Reducing rates of HIV-related cancer in US from 1996-2012
28 November 2017. Related: Opportunistic infections and complications.
Simon Collins, HIV i-Base
A large registry-linked database of almost 450,000 people living with HIV in eight US states and Puerto Rico reported significant reductions in the risk of many cancers over time.
These results, published in the November 2017 edition of the Lancet HIV, were strongly linked to availability of earlier and better HIV treatment. Importantly, there were no cancers where risks increased over time.
From 1996 to 2012, the HIV/AIDS Cancer Match (HACM) Study included 21,294 newly diagnosed cancers, from more than three million person-years of follow-up (PYFU). However, each registry contributed data for different periods: Colorado (1996–2007), Connecticut (2005–10), Georgia (2004–12), Maryland (2008–12), Michigan (1996–2010), New Jersey (1996–2012), New York (2001–12), Puerto Rico (2003–12), and Texas (1999–2009).
Standardised incidence ratios (SIR) were compared to data from the US general population (which would also include HIV positive people), adjusted for sex, age, race or ethnic group, calendar year, and registry. The analysis also compared time with AIDS to only HIV, and used four time periods: 1996–99, 2000–04, 2005–08, and 2009–12. The majority of follow-up cover the last two time periods (each with > 1 million PYFU). Participants in the later periods were also more likely to contribute >10 years of PYFU.
Overall, rates of cancer were approximately 70% higher for HIV positive people (SIR: 1.69, 95%CI: 1·67–1·72, p<0.0001).
Rates of HIV-related cancers (14-fold higher) or those linked to other viruses (5-fold higher) were still significantly higher in HIV positive people compared to rates in the general population (p<0.0001). Rates were also higher for some non-virus-related cancers (notably lung, non-HPV oral), but significantly lower for others (including colon, stomach, female breast, prostate. kidney/renal pelvis). In the cases of lower rates, it is unclear whether, for example, this might be associated with more monitoring in the general population (that might not be accessed by HIV positive people) or a survival bias linked to HIV positive people being vulnerable to other cancers at younger age. For many other cancers, rates were similar, irrespective of HIV status. See Table 1.

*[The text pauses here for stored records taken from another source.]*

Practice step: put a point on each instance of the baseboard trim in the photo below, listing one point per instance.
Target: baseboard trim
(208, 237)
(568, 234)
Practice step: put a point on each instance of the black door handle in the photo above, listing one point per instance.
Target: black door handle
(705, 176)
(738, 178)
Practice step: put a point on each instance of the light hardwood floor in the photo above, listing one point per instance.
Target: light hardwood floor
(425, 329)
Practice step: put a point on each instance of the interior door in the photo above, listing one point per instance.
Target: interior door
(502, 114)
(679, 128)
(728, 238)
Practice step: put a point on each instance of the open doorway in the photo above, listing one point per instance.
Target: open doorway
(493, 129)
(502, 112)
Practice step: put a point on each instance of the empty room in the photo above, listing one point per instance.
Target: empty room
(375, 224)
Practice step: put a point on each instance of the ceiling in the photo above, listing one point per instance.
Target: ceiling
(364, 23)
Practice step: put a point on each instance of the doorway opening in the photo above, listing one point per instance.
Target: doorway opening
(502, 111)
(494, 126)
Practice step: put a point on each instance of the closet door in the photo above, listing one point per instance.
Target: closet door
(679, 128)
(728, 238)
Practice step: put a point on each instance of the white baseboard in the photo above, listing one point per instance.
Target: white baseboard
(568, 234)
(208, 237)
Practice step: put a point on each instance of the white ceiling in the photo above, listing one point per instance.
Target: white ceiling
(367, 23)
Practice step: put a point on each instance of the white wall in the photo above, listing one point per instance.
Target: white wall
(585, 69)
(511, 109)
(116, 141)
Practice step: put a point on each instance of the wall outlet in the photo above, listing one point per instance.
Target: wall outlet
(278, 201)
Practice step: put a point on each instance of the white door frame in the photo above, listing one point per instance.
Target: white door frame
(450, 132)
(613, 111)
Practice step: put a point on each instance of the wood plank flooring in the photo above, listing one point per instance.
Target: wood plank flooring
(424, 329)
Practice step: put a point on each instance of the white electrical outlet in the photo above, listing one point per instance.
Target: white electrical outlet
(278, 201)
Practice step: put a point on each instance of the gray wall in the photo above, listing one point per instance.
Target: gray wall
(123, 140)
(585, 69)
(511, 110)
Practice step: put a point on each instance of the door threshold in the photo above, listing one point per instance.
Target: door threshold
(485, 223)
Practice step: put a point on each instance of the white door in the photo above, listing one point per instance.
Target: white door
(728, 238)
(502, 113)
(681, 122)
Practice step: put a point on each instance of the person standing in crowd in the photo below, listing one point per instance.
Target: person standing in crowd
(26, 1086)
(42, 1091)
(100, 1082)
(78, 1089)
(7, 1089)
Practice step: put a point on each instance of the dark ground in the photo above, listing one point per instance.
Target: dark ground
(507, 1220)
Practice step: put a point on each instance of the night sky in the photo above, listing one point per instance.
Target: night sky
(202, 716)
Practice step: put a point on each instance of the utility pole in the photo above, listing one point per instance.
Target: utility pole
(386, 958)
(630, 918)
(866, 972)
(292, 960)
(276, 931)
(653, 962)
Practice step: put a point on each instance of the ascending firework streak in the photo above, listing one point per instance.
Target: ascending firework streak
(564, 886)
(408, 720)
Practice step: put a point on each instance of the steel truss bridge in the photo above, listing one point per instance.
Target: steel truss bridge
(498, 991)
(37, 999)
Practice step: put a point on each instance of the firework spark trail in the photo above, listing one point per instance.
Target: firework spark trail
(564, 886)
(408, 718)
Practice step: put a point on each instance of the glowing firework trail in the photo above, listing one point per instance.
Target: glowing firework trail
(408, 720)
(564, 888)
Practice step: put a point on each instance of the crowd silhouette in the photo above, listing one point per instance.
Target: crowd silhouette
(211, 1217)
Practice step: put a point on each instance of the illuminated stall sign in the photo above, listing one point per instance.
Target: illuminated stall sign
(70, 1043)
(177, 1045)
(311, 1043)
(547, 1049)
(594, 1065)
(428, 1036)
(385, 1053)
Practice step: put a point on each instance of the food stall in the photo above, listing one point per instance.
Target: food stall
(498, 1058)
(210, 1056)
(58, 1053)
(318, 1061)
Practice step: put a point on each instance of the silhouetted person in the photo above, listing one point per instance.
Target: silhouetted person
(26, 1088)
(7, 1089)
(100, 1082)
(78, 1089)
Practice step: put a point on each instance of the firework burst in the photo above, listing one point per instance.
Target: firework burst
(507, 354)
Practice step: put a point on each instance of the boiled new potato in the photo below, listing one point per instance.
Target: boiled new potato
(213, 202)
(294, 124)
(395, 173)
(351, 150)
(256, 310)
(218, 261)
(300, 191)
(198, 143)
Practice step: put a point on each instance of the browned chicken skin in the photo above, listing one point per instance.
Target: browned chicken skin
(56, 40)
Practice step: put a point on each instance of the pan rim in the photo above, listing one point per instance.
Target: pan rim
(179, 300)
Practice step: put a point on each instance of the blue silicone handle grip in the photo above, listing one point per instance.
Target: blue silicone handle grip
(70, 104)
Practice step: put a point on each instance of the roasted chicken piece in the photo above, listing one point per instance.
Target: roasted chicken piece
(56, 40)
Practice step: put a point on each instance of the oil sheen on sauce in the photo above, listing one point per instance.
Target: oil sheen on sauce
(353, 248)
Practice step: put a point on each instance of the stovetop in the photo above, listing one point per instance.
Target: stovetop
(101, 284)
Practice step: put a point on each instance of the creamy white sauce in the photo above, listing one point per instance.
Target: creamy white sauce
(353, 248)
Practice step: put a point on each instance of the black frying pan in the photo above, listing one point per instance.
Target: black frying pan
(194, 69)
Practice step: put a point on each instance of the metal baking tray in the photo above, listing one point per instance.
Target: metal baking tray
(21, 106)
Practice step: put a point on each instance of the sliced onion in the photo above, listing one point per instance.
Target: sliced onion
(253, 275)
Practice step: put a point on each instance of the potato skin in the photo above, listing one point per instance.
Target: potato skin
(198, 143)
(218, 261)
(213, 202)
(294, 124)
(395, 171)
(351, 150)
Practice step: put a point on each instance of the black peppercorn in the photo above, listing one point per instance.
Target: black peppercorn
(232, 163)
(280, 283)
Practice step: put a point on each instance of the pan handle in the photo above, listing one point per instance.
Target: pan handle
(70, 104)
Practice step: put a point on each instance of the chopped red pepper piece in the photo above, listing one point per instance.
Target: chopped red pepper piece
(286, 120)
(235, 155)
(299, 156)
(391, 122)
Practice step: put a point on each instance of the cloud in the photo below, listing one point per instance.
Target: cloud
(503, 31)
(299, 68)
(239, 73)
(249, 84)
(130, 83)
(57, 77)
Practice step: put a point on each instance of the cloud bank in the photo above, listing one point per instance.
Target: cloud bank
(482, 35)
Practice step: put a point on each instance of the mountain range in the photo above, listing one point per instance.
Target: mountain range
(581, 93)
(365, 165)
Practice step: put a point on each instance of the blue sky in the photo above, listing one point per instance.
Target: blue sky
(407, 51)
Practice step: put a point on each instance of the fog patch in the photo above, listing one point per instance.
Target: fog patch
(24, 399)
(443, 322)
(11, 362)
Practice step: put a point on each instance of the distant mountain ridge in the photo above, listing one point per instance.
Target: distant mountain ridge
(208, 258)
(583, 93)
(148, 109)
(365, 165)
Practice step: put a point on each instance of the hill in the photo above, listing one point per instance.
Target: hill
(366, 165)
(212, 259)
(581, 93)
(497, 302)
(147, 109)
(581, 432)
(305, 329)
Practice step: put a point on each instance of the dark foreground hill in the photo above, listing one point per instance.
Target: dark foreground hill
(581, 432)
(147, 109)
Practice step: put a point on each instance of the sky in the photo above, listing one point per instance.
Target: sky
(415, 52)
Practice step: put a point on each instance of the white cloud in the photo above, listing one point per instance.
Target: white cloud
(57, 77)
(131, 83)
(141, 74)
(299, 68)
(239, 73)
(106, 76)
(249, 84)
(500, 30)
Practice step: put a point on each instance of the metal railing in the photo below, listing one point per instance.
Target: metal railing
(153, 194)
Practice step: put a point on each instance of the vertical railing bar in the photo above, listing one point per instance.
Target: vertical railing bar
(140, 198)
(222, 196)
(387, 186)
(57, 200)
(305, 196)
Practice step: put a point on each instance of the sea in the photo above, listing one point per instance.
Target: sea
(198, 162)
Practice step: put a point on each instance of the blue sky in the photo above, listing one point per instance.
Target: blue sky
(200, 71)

There were also a few examples of where the trends of some cancers to reduce over time were not significant: Burkitt’s lymphoma (p-0.8944), cervical cancer (p=0.0989) and Hodgkin’s lymphoma (p=0.862).
However, the results were also limited by not having access to individual data for HIV positive people, for example for CD4, viral load or ART used etc.
Although the paper comments that earlier ART and wider access to ART might continue to reduce cancer rates – both of which have significantly changed in the five years since the cut-off for data collected in this study – it also notes that ART might not fully reverse the effects of immunosuppression, especially for people who are diagnosed late or who delay ART. Given many cancers take decades to develop, the limited data on HIV and cancer in older people makes continued monitoring vital.
|Cancer type||n||SIR||95% CI||p|
|Other virus-related cancers||4144||5·39||5·23-5·55||<0.0001|
* Examples of significantly reduced rates in HIV positive people
SIR: standardised incidence ratio; CI: confidence interval
These results, although retrospective and only based on US data to 2012, are important for the size of the cohort and are generally very positive.
Higher rates of smoking-related cancers emphasise the importance of support for lifestyle changes including smoking cessation.
Hernández-Ramírez RU et al. Cancer risk in HIV-infected people in the USA from 1996 to 2012: a population-based, registry-linkage study. Lancet HIV, 4(11)e495–e504. doi: 10.1016/S2352-3018(17)30125-X. (November 2017).